Kobe Bryant, Mom Settle Auction House Squabble

Elaine Radford

Kobe Bryant has settled his dispute with his mother, Pamela Bryant, conceding that she had the right to consign and sell several of the items that she placed with a New Jersey based auction house. On Monday, Ken Goldin, the owner of Goldin Auctions, said that he'll be selling six Kobe Bryant items in an online sale scheduled from June 17 to July 19.

As I reported in early May, Pamela Bryant had originally asked Goldin Auctions to sell a large number of items that Kobe had left in her home going as far back as his high school days. She said that she'd asked Bryant if he'd wanted the items over five years earlier, and he'd told her that he didn't.

When she needed funds to buy a house in Nevada, she consigned them to Goldin in exchange for a $450,000 advance.

When he caught wind of the sale, Kobe Bryant asked his lawyer to send a cease-and-desist letter to his mother, telling her that she didn't own the items and couldn't sell them.

Goldin Auctions fired back with a lawsuit that would have been heard next week if not for the settlement.

As a result of the agreement, Joe and Pamela Bryant released a statement that said in part, "We apologize for any misunderstanding and unintended pain we have caused our son and appreciate the financial support he has provided over the years."

Hmm. According to ESPN, the Bryants are allowed to auction less than 10 percent of the original items. However, interestingly enough, those items appear to be the most valuable ones.

Like most lawsuits, there's a confidentiality agreement, and Ken Goldin has said he isn't allowed to reveal the terms of the settlement. However, he seemed confident that he will still make a profit after paying off Pamela Bryant's hefty advance.

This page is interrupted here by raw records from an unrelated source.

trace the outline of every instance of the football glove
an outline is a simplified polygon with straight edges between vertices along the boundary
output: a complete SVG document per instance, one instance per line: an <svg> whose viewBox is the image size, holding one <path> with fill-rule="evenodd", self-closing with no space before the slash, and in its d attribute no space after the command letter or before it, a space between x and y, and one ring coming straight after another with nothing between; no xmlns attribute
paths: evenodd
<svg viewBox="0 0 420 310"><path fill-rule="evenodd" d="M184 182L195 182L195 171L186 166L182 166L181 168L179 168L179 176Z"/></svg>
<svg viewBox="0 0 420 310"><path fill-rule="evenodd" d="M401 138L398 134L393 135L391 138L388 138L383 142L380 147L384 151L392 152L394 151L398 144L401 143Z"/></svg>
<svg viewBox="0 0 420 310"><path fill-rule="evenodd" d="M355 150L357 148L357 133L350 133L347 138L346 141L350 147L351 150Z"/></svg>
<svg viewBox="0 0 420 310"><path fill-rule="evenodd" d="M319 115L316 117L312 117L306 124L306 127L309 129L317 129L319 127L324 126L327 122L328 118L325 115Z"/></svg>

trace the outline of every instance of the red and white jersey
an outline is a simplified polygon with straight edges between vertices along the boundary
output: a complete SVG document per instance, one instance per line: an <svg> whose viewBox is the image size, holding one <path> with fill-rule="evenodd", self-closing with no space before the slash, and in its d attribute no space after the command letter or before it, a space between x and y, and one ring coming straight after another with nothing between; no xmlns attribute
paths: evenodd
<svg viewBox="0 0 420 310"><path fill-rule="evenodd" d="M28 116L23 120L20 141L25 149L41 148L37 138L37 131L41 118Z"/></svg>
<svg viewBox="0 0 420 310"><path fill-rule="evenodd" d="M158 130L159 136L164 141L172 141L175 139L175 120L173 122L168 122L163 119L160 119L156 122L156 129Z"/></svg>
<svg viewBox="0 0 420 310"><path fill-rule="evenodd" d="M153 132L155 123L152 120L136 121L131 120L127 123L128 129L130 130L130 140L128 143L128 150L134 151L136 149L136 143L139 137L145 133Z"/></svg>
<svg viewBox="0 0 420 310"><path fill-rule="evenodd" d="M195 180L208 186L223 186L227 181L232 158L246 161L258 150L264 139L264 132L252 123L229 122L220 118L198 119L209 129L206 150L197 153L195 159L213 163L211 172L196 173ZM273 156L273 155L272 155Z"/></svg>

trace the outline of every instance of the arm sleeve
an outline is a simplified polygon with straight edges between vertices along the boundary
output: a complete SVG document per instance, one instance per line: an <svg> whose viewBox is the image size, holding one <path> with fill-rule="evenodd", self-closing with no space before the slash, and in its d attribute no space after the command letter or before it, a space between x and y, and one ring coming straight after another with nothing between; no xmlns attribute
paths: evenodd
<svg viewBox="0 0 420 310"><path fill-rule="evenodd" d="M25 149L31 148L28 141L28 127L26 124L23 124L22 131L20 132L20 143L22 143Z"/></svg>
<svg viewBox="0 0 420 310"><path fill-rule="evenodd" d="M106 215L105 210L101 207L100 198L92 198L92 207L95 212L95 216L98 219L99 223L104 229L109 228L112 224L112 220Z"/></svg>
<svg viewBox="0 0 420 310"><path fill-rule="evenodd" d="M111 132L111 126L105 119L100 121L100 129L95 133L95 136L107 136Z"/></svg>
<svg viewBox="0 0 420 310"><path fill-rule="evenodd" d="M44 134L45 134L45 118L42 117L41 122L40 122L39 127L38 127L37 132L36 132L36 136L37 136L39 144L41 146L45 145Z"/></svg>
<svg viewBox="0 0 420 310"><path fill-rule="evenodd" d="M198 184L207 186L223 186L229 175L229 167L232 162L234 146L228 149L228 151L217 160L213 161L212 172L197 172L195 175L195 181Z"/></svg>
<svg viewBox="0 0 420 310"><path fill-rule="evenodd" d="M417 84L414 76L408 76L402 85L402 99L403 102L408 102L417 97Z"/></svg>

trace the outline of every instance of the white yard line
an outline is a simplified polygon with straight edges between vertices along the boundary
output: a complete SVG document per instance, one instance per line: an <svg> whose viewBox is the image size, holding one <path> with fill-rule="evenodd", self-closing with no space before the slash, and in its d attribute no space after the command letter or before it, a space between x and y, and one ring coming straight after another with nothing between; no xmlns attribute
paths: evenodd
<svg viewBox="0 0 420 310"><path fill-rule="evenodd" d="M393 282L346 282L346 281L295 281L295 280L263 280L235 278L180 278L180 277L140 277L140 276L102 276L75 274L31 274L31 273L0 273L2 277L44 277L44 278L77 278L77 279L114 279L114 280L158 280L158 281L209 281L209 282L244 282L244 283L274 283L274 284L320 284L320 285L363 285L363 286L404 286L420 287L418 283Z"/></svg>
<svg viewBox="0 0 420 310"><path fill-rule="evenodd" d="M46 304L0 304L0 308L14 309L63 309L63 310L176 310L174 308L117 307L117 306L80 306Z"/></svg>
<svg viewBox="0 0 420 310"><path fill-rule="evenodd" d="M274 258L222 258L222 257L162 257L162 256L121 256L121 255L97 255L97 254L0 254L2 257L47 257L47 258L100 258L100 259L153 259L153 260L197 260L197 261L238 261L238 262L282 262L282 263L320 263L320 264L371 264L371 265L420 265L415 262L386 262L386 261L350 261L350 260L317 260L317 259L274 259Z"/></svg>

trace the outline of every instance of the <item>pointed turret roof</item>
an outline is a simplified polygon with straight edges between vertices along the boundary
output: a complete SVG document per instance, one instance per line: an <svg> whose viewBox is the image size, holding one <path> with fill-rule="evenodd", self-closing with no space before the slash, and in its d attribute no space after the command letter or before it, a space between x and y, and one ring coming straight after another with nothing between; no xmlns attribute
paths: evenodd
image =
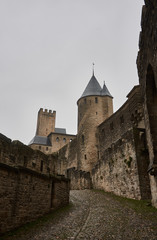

"If I'd looked at the list from the beginning and picked nine items I wanted to get my hands on, I've got five of them," Goldin said.

The Kobe Bryant memorabilia going on the auction block will include two of Bryant's high school uniforms, his 2000 NBA All-star game ring, and his medallion and ribbon from a high-school all-star game.

Goldin predicted that each of the uniforms and the All-Star Game ring would fetch six figures ranging from around $100,000 to $250,000 apiece.

Although he did get most of his old stuff back under the agreement, it doesn't really feel like a win for Kobe Bryant. The pick of the litter seems to be going on sale.

What does he have to say about it?

ESPN reported that Kobe Bryant refused to comment.